I just read a blog by Alison Stuebe about the World Health Organization and formula companies. She makes an important point about who, we as breastfeeding advocates, are fighting. We are not fighting formula or families who use formula. We are trying to fight formula manufacturers. They are the enemy. Why? Because there are huge profits to be made and where there is money to be made, there are often tactics being used to make that money at any cost. Recently, I had a client call on Friday who I couldn’t see until Monday. I was one of many people she had desperately called needing breastfeeding help. She complained to me that although everyone is promoting breastfeeding we are still very much lacking the support needed to sustain breastfeeding. I gave her some suggestions to get through the weekend and then we worked out her issues on Monday, but her point is really valid. If we are telling everyone they should breastfeed, we need to have the help needed in a timely manner.

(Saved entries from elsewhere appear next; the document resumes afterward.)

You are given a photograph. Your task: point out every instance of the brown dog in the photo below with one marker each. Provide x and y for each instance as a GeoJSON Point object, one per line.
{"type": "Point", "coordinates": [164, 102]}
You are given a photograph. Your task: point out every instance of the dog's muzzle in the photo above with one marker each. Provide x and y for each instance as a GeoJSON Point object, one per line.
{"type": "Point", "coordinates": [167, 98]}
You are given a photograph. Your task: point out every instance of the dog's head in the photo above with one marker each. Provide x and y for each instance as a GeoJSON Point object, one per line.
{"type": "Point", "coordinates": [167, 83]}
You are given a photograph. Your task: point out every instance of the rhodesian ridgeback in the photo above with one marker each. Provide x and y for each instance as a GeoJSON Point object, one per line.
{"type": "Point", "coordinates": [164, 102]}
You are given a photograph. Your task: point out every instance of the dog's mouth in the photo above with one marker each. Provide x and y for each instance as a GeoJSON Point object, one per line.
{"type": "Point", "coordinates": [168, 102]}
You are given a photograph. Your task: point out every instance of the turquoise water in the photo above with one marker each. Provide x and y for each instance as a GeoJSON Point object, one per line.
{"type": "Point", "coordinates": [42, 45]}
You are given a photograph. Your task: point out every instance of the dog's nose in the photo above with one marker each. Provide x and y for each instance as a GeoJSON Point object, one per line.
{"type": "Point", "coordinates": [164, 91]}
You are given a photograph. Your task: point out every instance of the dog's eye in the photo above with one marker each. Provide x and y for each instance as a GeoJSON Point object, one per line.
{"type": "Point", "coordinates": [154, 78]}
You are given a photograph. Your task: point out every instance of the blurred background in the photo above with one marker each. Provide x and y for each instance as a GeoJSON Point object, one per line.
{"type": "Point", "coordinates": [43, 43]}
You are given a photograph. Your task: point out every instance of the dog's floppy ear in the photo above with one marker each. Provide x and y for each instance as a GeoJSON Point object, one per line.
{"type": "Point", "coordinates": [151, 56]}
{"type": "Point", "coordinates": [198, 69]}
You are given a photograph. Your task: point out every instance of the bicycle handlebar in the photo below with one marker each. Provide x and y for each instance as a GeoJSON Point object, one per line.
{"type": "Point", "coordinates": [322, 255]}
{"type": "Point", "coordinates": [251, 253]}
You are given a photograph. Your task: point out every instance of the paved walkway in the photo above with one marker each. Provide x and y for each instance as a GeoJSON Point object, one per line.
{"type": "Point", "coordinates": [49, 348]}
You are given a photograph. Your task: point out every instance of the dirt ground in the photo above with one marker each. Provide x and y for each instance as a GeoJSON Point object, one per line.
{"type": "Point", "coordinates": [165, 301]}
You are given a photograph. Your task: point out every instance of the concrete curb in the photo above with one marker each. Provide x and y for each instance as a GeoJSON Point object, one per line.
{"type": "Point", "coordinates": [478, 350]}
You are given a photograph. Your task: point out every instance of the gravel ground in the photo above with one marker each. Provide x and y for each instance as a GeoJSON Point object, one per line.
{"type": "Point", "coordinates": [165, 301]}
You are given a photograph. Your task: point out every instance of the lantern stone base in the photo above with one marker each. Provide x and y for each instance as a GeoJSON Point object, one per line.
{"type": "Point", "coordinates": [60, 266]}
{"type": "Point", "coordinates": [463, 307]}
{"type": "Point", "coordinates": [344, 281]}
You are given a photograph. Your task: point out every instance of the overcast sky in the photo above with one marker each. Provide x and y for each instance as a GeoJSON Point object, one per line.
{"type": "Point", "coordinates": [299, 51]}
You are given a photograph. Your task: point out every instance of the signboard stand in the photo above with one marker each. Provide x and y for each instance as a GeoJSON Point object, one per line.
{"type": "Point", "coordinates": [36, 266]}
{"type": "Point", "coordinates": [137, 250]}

Feeding into this idea was another blog post which lists the top five things breastfeeding advocates need to stop doing. Number 3 is Assuming that someone who didn’t breastfeed doesn’t know the facts. “There are some moms who know all the facts about breastmilk and breastfeeding and choose not to breastfeed anyway. I know that’s a hard one to swallow, but remember that there are some very private, totally understandable reasons a woman may choose not to breastfeed.” This is true, there are some excellent reasons why a mother might choose or not be able to breastfeed, but when the formula industry is spending “Conservatively…$480 million (10% of net sales) each year on marketing infant formula in the US. That’s more than six times the $68 million in total US federal government expenditures for breastfeeding support through the WIC Peer Counselor program ($60 million) and CDC initiatives ($8 million).” I have to wonder, do mothers know all the facts?

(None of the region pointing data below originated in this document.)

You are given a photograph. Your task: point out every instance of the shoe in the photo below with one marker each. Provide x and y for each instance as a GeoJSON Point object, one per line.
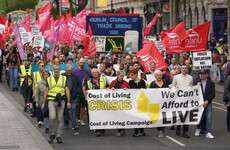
{"type": "Point", "coordinates": [135, 134]}
{"type": "Point", "coordinates": [75, 127]}
{"type": "Point", "coordinates": [197, 133]}
{"type": "Point", "coordinates": [178, 132]}
{"type": "Point", "coordinates": [59, 140]}
{"type": "Point", "coordinates": [25, 109]}
{"type": "Point", "coordinates": [118, 134]}
{"type": "Point", "coordinates": [98, 134]}
{"type": "Point", "coordinates": [122, 132]}
{"type": "Point", "coordinates": [47, 130]}
{"type": "Point", "coordinates": [40, 124]}
{"type": "Point", "coordinates": [160, 135]}
{"type": "Point", "coordinates": [185, 134]}
{"type": "Point", "coordinates": [82, 123]}
{"type": "Point", "coordinates": [52, 137]}
{"type": "Point", "coordinates": [209, 136]}
{"type": "Point", "coordinates": [142, 134]}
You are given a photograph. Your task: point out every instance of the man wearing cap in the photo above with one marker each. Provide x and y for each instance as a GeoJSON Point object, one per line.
{"type": "Point", "coordinates": [208, 90]}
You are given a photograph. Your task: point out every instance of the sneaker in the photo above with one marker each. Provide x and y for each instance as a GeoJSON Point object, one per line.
{"type": "Point", "coordinates": [75, 127]}
{"type": "Point", "coordinates": [209, 136]}
{"type": "Point", "coordinates": [160, 135]}
{"type": "Point", "coordinates": [197, 133]}
{"type": "Point", "coordinates": [25, 109]}
{"type": "Point", "coordinates": [135, 134]}
{"type": "Point", "coordinates": [118, 134]}
{"type": "Point", "coordinates": [82, 123]}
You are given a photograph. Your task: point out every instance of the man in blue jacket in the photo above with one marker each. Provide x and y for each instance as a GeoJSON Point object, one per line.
{"type": "Point", "coordinates": [208, 90]}
{"type": "Point", "coordinates": [74, 86]}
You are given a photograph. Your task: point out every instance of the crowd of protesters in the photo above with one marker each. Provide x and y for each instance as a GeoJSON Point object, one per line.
{"type": "Point", "coordinates": [38, 88]}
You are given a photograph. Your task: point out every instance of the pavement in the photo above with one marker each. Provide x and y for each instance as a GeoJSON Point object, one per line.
{"type": "Point", "coordinates": [19, 131]}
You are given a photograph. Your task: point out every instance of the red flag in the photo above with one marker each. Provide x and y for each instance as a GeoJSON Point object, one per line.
{"type": "Point", "coordinates": [196, 38]}
{"type": "Point", "coordinates": [61, 22]}
{"type": "Point", "coordinates": [90, 47]}
{"type": "Point", "coordinates": [81, 17]}
{"type": "Point", "coordinates": [74, 30]}
{"type": "Point", "coordinates": [149, 54]}
{"type": "Point", "coordinates": [49, 34]}
{"type": "Point", "coordinates": [2, 20]}
{"type": "Point", "coordinates": [2, 42]}
{"type": "Point", "coordinates": [172, 39]}
{"type": "Point", "coordinates": [149, 26]}
{"type": "Point", "coordinates": [26, 24]}
{"type": "Point", "coordinates": [44, 15]}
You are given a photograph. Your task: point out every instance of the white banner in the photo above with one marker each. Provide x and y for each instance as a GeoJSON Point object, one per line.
{"type": "Point", "coordinates": [202, 60]}
{"type": "Point", "coordinates": [135, 108]}
{"type": "Point", "coordinates": [26, 38]}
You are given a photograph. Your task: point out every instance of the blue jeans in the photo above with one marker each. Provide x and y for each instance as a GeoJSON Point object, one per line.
{"type": "Point", "coordinates": [207, 117]}
{"type": "Point", "coordinates": [13, 77]}
{"type": "Point", "coordinates": [73, 114]}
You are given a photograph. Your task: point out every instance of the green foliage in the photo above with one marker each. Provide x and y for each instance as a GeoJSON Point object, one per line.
{"type": "Point", "coordinates": [11, 5]}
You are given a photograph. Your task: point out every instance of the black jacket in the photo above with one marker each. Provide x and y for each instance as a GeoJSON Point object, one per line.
{"type": "Point", "coordinates": [76, 86]}
{"type": "Point", "coordinates": [210, 90]}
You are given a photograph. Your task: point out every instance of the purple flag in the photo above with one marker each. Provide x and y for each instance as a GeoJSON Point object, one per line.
{"type": "Point", "coordinates": [18, 41]}
{"type": "Point", "coordinates": [54, 43]}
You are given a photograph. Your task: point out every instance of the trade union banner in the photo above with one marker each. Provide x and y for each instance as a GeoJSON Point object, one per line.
{"type": "Point", "coordinates": [135, 108]}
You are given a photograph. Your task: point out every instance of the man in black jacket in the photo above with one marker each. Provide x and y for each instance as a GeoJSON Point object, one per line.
{"type": "Point", "coordinates": [74, 86]}
{"type": "Point", "coordinates": [208, 90]}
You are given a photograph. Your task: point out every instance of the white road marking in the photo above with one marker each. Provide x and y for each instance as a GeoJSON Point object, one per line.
{"type": "Point", "coordinates": [174, 140]}
{"type": "Point", "coordinates": [219, 108]}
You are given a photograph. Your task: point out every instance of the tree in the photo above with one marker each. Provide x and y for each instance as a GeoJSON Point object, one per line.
{"type": "Point", "coordinates": [11, 5]}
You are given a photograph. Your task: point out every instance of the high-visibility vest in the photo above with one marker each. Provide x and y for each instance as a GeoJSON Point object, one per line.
{"type": "Point", "coordinates": [102, 83]}
{"type": "Point", "coordinates": [56, 87]}
{"type": "Point", "coordinates": [23, 72]}
{"type": "Point", "coordinates": [37, 79]}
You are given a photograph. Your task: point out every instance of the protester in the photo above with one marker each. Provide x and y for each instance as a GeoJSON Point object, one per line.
{"type": "Point", "coordinates": [137, 83]}
{"type": "Point", "coordinates": [226, 99]}
{"type": "Point", "coordinates": [208, 90]}
{"type": "Point", "coordinates": [97, 83]}
{"type": "Point", "coordinates": [40, 88]}
{"type": "Point", "coordinates": [14, 63]}
{"type": "Point", "coordinates": [56, 91]}
{"type": "Point", "coordinates": [119, 83]}
{"type": "Point", "coordinates": [182, 80]}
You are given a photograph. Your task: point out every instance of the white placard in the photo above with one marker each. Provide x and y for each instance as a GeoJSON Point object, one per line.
{"type": "Point", "coordinates": [100, 43]}
{"type": "Point", "coordinates": [38, 43]}
{"type": "Point", "coordinates": [202, 60]}
{"type": "Point", "coordinates": [132, 36]}
{"type": "Point", "coordinates": [140, 108]}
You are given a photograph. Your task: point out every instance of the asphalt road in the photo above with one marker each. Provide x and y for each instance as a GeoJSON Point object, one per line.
{"type": "Point", "coordinates": [86, 139]}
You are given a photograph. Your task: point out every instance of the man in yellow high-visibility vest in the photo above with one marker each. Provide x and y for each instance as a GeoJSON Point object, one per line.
{"type": "Point", "coordinates": [56, 92]}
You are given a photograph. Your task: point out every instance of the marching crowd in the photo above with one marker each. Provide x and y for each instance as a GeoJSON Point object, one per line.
{"type": "Point", "coordinates": [53, 97]}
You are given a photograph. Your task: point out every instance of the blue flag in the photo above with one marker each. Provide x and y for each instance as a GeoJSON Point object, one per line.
{"type": "Point", "coordinates": [128, 48]}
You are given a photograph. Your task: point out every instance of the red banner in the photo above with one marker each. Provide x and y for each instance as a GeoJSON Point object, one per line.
{"type": "Point", "coordinates": [74, 30]}
{"type": "Point", "coordinates": [149, 54]}
{"type": "Point", "coordinates": [172, 39]}
{"type": "Point", "coordinates": [149, 26]}
{"type": "Point", "coordinates": [44, 15]}
{"type": "Point", "coordinates": [196, 38]}
{"type": "Point", "coordinates": [90, 47]}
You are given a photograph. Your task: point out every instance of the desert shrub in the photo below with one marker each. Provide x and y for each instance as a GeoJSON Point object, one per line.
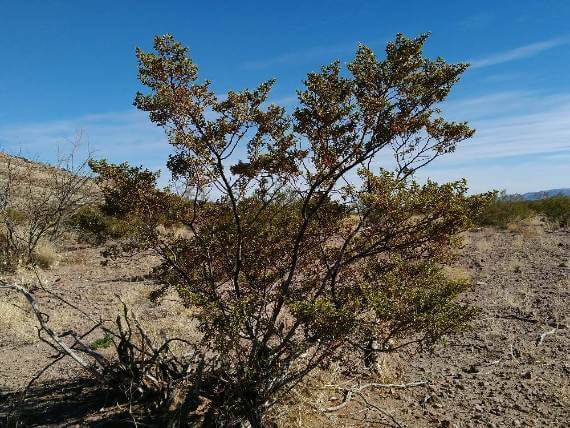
{"type": "Point", "coordinates": [94, 226]}
{"type": "Point", "coordinates": [503, 211]}
{"type": "Point", "coordinates": [44, 255]}
{"type": "Point", "coordinates": [35, 203]}
{"type": "Point", "coordinates": [299, 253]}
{"type": "Point", "coordinates": [555, 209]}
{"type": "Point", "coordinates": [507, 210]}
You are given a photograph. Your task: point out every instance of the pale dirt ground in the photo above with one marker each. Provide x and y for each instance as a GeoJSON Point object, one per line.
{"type": "Point", "coordinates": [495, 375]}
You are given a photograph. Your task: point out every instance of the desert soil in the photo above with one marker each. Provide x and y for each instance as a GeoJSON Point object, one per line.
{"type": "Point", "coordinates": [511, 369]}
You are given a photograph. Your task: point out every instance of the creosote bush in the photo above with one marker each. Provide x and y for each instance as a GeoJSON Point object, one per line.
{"type": "Point", "coordinates": [300, 249]}
{"type": "Point", "coordinates": [35, 204]}
{"type": "Point", "coordinates": [505, 210]}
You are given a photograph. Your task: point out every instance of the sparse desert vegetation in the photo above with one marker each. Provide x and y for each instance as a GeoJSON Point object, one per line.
{"type": "Point", "coordinates": [274, 290]}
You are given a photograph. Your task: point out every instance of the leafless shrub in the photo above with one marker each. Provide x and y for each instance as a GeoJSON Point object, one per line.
{"type": "Point", "coordinates": [35, 202]}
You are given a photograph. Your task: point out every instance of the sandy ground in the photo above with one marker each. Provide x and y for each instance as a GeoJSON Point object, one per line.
{"type": "Point", "coordinates": [511, 369]}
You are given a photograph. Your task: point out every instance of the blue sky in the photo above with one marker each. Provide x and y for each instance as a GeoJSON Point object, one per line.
{"type": "Point", "coordinates": [68, 68]}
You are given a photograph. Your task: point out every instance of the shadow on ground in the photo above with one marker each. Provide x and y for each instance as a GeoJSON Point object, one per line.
{"type": "Point", "coordinates": [73, 403]}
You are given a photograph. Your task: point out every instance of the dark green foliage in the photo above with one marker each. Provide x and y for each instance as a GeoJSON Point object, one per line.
{"type": "Point", "coordinates": [302, 252]}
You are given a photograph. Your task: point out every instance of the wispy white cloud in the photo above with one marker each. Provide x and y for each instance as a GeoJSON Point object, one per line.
{"type": "Point", "coordinates": [119, 136]}
{"type": "Point", "coordinates": [522, 141]}
{"type": "Point", "coordinates": [521, 52]}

With all this cash available to influence families and professionals, I wonder who else is in their pocket. I have been too busy creating new curriculum to read Courtney Jung’s new book yet, Lactivism: How Feminists and Fundamentalists, Hippies and Yuppies, and Physicians and Politicians Made Breastfeeding Big Business and Bad Policy. I also think I am afraid to read it because I worry it is filled with so many untruths that I will be overwhelmed. Yet she is getting so much press. I can’t believe the title of this blog inspired by reading Jung’s new book, Breastfeeding Extremists are Even Worse than We Thought.
What? She is talking about me. Because the “Breastfeeding extremists” she refers to don’t really exist. These stories of some crazy lactation consultants having bad interactions with mothers are not breastfeeding extremists, they are just bad at their jobs. We have bad car mechanics too. Do you say, watch out for them! Don’t get your car fixed! Who knows what “those” people will do to your car! No, we try another car mechanic. I think I may be an
“extremist” because I do truly believe that the health benefits, for physical and mental health, are powerful. Most mothers say they want to breastfeed. These are the people I am helping. I don’t have time to chase after formula feeding mothers trying to make them breastfeed. I am too busy helping the mother who want help to meet their parenting goals.

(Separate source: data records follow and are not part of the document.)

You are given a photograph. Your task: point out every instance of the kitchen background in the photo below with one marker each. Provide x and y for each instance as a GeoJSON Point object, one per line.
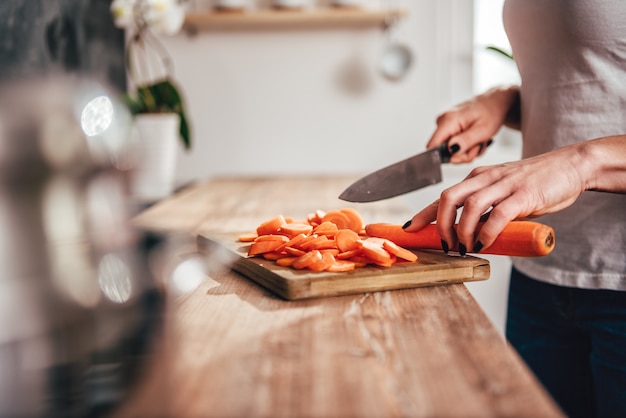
{"type": "Point", "coordinates": [298, 101]}
{"type": "Point", "coordinates": [293, 101]}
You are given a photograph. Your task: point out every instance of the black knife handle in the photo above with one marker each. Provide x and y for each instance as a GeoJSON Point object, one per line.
{"type": "Point", "coordinates": [444, 153]}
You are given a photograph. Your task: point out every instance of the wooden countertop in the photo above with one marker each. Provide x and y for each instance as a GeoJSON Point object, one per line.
{"type": "Point", "coordinates": [233, 349]}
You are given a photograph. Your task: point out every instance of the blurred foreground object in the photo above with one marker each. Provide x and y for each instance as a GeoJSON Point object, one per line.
{"type": "Point", "coordinates": [79, 306]}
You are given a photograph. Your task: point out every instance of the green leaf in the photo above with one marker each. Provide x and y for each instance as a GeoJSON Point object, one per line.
{"type": "Point", "coordinates": [161, 97]}
{"type": "Point", "coordinates": [500, 51]}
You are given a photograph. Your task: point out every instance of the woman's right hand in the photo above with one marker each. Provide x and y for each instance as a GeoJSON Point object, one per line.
{"type": "Point", "coordinates": [469, 127]}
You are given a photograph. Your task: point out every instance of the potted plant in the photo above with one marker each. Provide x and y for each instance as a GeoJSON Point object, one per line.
{"type": "Point", "coordinates": [156, 101]}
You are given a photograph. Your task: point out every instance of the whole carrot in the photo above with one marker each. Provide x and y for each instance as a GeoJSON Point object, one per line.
{"type": "Point", "coordinates": [519, 238]}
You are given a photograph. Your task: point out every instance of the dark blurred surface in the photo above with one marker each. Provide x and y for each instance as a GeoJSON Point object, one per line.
{"type": "Point", "coordinates": [38, 37]}
{"type": "Point", "coordinates": [80, 304]}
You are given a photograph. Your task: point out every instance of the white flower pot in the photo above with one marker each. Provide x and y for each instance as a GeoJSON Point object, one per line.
{"type": "Point", "coordinates": [157, 139]}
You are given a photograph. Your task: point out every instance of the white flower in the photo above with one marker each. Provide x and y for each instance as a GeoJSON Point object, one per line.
{"type": "Point", "coordinates": [123, 12]}
{"type": "Point", "coordinates": [162, 16]}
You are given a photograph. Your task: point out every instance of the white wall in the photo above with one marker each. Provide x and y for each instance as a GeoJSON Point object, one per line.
{"type": "Point", "coordinates": [292, 101]}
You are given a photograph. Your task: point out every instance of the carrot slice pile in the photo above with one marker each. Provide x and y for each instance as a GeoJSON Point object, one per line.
{"type": "Point", "coordinates": [333, 241]}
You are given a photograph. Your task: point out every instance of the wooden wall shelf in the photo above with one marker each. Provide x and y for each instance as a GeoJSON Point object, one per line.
{"type": "Point", "coordinates": [274, 19]}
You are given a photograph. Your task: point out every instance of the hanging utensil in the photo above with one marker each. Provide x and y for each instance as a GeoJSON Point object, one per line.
{"type": "Point", "coordinates": [396, 58]}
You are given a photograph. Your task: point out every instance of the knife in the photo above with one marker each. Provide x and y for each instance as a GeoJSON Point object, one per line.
{"type": "Point", "coordinates": [415, 172]}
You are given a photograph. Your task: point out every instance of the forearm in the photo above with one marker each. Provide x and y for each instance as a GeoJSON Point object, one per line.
{"type": "Point", "coordinates": [603, 163]}
{"type": "Point", "coordinates": [513, 118]}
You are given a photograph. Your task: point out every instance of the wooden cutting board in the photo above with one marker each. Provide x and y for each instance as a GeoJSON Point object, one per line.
{"type": "Point", "coordinates": [432, 268]}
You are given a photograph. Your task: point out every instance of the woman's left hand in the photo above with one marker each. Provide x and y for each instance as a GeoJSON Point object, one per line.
{"type": "Point", "coordinates": [524, 189]}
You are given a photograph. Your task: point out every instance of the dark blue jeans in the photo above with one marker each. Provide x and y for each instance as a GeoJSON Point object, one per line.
{"type": "Point", "coordinates": [574, 340]}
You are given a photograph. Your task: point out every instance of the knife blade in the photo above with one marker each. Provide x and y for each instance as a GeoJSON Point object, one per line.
{"type": "Point", "coordinates": [413, 173]}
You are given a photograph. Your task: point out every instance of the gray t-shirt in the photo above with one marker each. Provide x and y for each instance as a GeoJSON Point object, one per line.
{"type": "Point", "coordinates": [571, 55]}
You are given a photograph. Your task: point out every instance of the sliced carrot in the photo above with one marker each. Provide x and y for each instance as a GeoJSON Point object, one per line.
{"type": "Point", "coordinates": [347, 240]}
{"type": "Point", "coordinates": [374, 251]}
{"type": "Point", "coordinates": [293, 229]}
{"type": "Point", "coordinates": [247, 237]}
{"type": "Point", "coordinates": [348, 254]}
{"type": "Point", "coordinates": [307, 259]}
{"type": "Point", "coordinates": [355, 222]}
{"type": "Point", "coordinates": [302, 244]}
{"type": "Point", "coordinates": [326, 228]}
{"type": "Point", "coordinates": [360, 261]}
{"type": "Point", "coordinates": [325, 262]}
{"type": "Point", "coordinates": [398, 251]}
{"type": "Point", "coordinates": [341, 266]}
{"type": "Point", "coordinates": [272, 237]}
{"type": "Point", "coordinates": [261, 247]}
{"type": "Point", "coordinates": [294, 241]}
{"type": "Point", "coordinates": [319, 242]}
{"type": "Point", "coordinates": [294, 251]}
{"type": "Point", "coordinates": [273, 256]}
{"type": "Point", "coordinates": [286, 261]}
{"type": "Point", "coordinates": [338, 218]}
{"type": "Point", "coordinates": [315, 218]}
{"type": "Point", "coordinates": [271, 226]}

This blog also talks about how we encourage mothers in third world countries to breastfeed even though the mothers are HIV positive. The author claims we are endangering babies! What she doesn’t mention is that A) the transmission rates of HIV are about the same with exclusive formula feeding and exclusive breastfeeding so exclusive breastfeeding is very important, and B) Most importantly, if these babies are not breastfed, they will die. They won’t care if they have HIV or not because they will be dead. Polluted water, lack of money to buy the proper amount of formula, the protection that breastfeeding offers against a myriad of health threats outweigh, in the World Health Organization’s eyes, the threat of HIV transmission. Do I want little babies to get HIV? No, of course not! However, many of them will be born HIV positive already. Those really need their mother’s milk. WHO does not romanticize breastfeeding. They are not sitting around singing Kumbaya, talking about about how much they love breastfeeding. No, they review the research and make the healthiest public health recommendation for people. A brand new study that was conducted in Rural Tanzania supports their recommendations. Let’s get back to Ms. Jung
She talks about the big business of breastfeeding. As evidence of this, she tells us about a person in New York who went through the tremendous hassle of becoming Durable Medical Equipment (DME) provider so she could provide breast pumps for insurance companies. This is a long and complicated process. Ms. Jung somehow thinks this lady is getting incredibly rich and is exploiting people by providing this service. Isn’t this the American way? See an opportunity and run with it? So, one person in the USA is profiting off of breastfeeding. So what? Let’s talk about the formula manufactuers. Talk about exploiting people! Talk about real money!
I wish Ms. Jung had spent her energy doing an expose about the formula industry and their marketing practices. Now, that would be an interesting tale! Let’s stop fighting with each other about breastfeeding vs. formula feeding. Let’s focus on the real enemy and how to reduce their unfair influence on families.